Asta, vindieu, asta !

Entendu à la radio des animateurs de sessions de sensibilisation à la sécurité routière sur les aires d'autoroute, se félicitant de bourrer les têtes blondes de consignes, et vantant la capacité de ces derniers à répercuter ces consignes auprès des parents.
En gros ils comptent sur les enfants pour tanner leur père afin qu'il arrête de téléphoner au volant.

Il faudra penser à adjoindre à ces animateurs, qui ont en outre l'avantage de dessaler l'addition de l'emploi local de façon significative, des dresseurs de chiens spécialisés dans la fabrication de goûters pour le ravitaillement en vol des enfants trop occupés à la gouvernance du périmètre intrabagnolesque.
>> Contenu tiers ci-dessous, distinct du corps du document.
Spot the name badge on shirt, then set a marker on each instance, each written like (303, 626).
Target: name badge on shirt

Entendu également qu'on vient de découvrir que les babouins seraient assez portés sur l'orthographe. Tant mieux, il faut les envoyer enseigner en primaire, on résoudra d'un coup les deux problèmes que sont le niveau des enfants et la maîtrise des dépenses publiques.
Quoique. Pour le second point, l'amélioration risque d'être difficilement décelable. L'épaisseur de la peau de banane.
Pour le premier, je plaisante également. Par pitié, qu'on foute la paix aux babouins. Ce n'est pas parce que quelques arrivistes ont décidé de fayoter qu'il faut aller faire suer le reste qui avait trouvé un moyen royal d'éviter le contact avec l'homo casse-piens.
Quoique. Y'en a pas mal qui parvenaient mal à dissimuler des sourires entendus sous leurs grimaces innocentes, et des regards en coin derrière leurs retournements de lèvres cabotins de chipeurs de fruits. Ils n'ont que ce qu'ils méritent, finalement.

Asta est un diminutif de " A se taper le cul par terre", (c) François Steiner.
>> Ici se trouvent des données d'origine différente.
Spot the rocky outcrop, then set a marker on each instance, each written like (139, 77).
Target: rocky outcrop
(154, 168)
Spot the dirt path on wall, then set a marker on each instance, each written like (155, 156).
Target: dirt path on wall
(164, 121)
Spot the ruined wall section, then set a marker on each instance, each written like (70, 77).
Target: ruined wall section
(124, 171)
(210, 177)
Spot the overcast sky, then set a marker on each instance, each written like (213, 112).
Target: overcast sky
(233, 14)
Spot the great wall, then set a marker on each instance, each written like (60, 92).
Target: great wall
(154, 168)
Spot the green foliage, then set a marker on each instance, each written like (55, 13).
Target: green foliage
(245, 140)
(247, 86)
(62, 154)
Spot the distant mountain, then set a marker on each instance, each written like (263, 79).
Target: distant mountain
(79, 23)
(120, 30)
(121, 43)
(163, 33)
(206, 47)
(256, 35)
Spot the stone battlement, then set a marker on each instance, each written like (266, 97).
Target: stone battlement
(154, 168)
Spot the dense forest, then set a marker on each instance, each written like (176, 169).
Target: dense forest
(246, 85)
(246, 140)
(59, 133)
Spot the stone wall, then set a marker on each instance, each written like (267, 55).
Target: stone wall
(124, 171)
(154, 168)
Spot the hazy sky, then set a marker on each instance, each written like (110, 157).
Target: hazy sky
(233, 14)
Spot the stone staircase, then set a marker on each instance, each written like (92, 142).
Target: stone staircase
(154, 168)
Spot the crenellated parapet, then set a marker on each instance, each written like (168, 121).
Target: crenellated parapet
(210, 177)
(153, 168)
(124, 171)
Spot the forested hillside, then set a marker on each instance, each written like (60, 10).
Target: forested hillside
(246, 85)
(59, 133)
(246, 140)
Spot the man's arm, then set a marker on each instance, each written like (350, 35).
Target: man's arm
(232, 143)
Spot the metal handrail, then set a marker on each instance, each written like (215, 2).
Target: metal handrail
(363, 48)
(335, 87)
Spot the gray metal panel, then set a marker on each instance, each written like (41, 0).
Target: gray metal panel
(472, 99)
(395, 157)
Toute vie commencée est due

" Il faut être passé par l'endroit pour arriver à l'envers. "

Il faut avoir eu longtemps sous les yeux un tissu, l'avoir brodé, cousu, plié, retourné, pour se dire tout à coup que l'envers est aussi beau, voire plus beau que l'endroit.

Celui qui voit le tissu, ou la broderie pour la première fois va immédiatement retourner le tissu si par mégarde il le pose à l'envers.
Immédiatement. La médiation n'a pas eu le temps d'opérer. Le doute de s'immiscer. 

Il ne se donne même pas la possibilité d'apprécier l'envers, en fait il s'en empêche de facto puisqu'il se l'interdit a priori.

L'inverse est aussi vrai. Pour que la main suspende son geste, pour que la contemplation commence, il faut que le doute ait fait son oeuvre, il faut qu'il ralentisse, puis arrête la main qui retourne le tissu.

Rien donc ne se fera d'un coup d'un seul. Il faudra de nombreux retournements, des coups d'oeil d'une fraction de seconde, des histoires de persistance rétinienne, que l'image perdure un peu, ait le temps d'être appréciée, pour que la fois suivante le geste soit plus long, et une dernière fois s'arrête.

 Que te dirai-je à toi mon enfant ? Rien. Je poserai par mégarde le tissu à l'envers et je t'observerai, espérant en secret.